The billboards are up all over town. Next week is the Saint Hedwig Polish Festival. No, you won’t find it in the school yard at 408 South Harrison Street where the festival began 52 years ago. Arts, crafts, and homemade goods got “Seafood Under the Stars” added to it somewhere in the sixties, and then POLISH KITCHEN set up with a dedication to sharing Polish culture and nutrition, and now onto the Riverfront extravaganza which is really just a microcosm of the rich life of the Hedwig parish and their youth groups.
What you will still find at 408 South Harrison Street is a beautiful example of Romanesque architecture. The church behind the October festival planned for next week is named after Saint Hedwig. She was sometimes called Jadwiga, and she was married to Duke Henry of Silesia. He was the head of the Polish Royal family in medieval Poland. While he was the ruler of Poland he founded the Cistercian Convent, hospitals, and monasteries. When her husband died, Hedwig made peace with her seven children and took the vows of a nun to enter the Cistercian Convent. After she died, many miracles were reported as a result of her ministry. The Catholic Church canonized her in 1266.
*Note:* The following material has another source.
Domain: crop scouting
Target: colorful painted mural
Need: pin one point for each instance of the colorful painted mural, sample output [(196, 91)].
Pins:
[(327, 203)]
The church was in control of a powerful tool in medieval Poland. They were the writers. Their parchments and scribes created manuscripts which clarified the need for libraries. Gregorian Chorales were sung in places like Saint Mary’s Basilica in Krakow (started in 1321) and Saint John’ s Cathedral in Wroclaw begun in (1244). These Romanesque inspirations for Saint Hedwig were identified by their hugeness, their thick walls, round arches, large towers, and decorative expressions of symbols of faith. Here on South Harrison Street the life and the times of Saint Hedwig have been transplanted to Wilmington, Delaware.
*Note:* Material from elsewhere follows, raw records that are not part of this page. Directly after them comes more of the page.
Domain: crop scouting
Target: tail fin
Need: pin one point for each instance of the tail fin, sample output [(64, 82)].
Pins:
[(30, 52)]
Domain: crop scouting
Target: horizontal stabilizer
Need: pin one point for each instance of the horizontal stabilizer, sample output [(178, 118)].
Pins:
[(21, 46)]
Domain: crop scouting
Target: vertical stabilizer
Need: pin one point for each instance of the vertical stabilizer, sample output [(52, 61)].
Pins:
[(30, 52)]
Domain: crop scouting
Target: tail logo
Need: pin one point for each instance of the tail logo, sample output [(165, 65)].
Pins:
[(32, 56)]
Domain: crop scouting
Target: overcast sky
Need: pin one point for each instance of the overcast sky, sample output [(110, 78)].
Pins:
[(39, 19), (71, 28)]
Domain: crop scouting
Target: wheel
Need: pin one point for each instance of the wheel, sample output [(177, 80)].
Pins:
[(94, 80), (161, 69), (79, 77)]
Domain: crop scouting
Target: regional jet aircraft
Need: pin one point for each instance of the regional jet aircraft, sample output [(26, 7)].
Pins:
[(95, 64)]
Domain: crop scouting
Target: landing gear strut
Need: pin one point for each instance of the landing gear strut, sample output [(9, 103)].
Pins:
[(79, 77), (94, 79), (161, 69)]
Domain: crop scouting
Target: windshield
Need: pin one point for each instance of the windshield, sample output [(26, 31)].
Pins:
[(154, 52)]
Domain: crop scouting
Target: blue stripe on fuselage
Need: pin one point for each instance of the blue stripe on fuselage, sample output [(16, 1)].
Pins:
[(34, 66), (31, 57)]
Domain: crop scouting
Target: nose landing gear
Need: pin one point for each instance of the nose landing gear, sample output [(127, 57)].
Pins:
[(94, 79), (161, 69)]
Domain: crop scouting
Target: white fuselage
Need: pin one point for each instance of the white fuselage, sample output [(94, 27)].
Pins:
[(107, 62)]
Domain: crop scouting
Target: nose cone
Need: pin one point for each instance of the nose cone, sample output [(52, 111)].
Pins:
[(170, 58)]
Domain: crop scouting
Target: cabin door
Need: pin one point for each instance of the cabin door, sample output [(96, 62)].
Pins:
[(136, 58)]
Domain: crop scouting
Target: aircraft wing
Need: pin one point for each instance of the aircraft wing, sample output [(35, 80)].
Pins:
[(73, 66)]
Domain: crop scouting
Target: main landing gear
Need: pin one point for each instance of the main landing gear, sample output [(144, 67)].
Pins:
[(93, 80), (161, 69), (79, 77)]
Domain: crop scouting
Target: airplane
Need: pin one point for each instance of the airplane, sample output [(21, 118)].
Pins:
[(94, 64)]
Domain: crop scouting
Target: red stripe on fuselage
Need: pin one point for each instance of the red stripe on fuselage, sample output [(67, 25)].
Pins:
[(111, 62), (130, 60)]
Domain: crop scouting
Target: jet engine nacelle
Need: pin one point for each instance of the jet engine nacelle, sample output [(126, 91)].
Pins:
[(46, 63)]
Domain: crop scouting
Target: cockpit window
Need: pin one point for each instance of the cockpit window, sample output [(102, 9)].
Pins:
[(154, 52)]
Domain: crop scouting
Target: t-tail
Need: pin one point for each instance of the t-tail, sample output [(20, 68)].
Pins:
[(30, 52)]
What is going to happen at the Saint Hedwig Festival for five straight days next week? You can dance all night – if you like – to favorite Polkas and traditional American dance music. The midway has a merry- go- round and other gravity defying discussions of movement and light. Admission to their festival is free as is parking.
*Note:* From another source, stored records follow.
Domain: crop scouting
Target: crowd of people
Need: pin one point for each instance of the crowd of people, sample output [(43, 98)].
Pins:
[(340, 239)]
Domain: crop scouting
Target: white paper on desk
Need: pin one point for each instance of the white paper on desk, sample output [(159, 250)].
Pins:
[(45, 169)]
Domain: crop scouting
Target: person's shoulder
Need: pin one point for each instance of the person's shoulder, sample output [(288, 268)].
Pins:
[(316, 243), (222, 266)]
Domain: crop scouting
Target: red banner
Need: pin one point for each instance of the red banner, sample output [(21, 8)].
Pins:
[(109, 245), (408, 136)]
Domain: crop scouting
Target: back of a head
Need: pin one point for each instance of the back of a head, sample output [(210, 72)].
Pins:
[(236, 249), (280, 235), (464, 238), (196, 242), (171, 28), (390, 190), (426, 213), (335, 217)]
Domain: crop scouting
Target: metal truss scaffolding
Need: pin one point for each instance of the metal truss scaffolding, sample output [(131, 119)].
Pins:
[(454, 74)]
Polish food is a mixture of Eastern European and German culinary preparations. The diet is rich in meat, and side dishes often include boiled potatoes and sauerkraut. Pierogi is their most famous noodle, although, there are a variety of just such products in different shapes and sizes. Kotlet schabowy (breaded pork) and Pork Kielbasa are just some of the dishes you should expect from the concessions.
Will there be any Polish jokes told at the festival? Poland was easily invaded throughout European history because of their lack of geographical protection. Many believed Polish people were not smart because they were so easily defeated on the field of battle. Today Poland is the largest country in EU. They did not suffer a GDP decline like the rest of the world in 2009. The growth rate of their economy in 2010 was 3.8%, one of the best in Europe. Ernst and Young have pointed out that their laws are favorable to entrepreneurs. Therefore, Poland is rated 7th in the world for investment attractiveness.